What Are Biosimilars?

A biosimilar is a biological product that is developed to be similar to an already FDA-approved biologic, known as the reference product. It can be tempting to think of a biosimilar as a “generic” version of the reference product. However, there are many important differences between biosimilars and generic versions of conventional medications (generic drugs).

A generic drug is chemically identical to its brand-name counterpart—an exact copy. The generic drug and brand-name drug have the same active ingredient, dosage form, safety profile, strength, route of administration, performance characteristics, and intended use. Accordingly, the brand-name drug and generic drug are considered to be bioequivalent.

A biosimilar is not an exact duplicate of another biologic. There is a degree of natural variability in all biological products; it is not possible to generate a precise copy of a product that comes from living cells. All biologics—including reference products—show some batch-to-batch variation.

A biosimilar may have a different structure than the reference product, but the active substances are essentially the same in molecular and biological terms. This means that there are no clinically meaningful differences between the biosimilar and reference product in terms of safety or effectiveness. Only minor differences in clinically inactive components are allowable.

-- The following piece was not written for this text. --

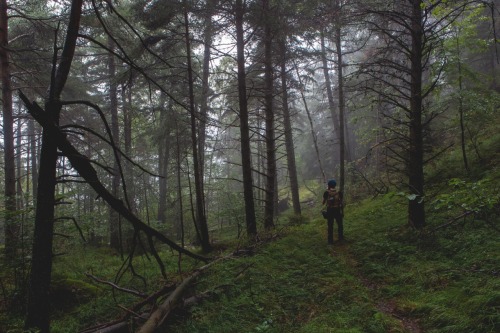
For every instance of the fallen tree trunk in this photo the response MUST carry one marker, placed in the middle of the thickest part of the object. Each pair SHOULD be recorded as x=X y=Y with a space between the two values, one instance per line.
x=85 y=169
x=158 y=317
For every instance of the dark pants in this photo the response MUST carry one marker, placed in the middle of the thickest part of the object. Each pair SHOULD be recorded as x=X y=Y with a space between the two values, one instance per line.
x=334 y=214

The first biosimilar product in the United States, Zarxio, was approved in March 2015 and marketed in September 2015. Zarxio (filgrastim-sndz) is a biosimilar of Neupogen (filgrastim), a medication that helps to reduce the risk of infection in patients with certain types of cancer who are receiving chemotherapy that decreases the number of white blood cells. All biosimilar products that have been approved in the United States are listed in this table. More than 50 biosimilar products currently are in development.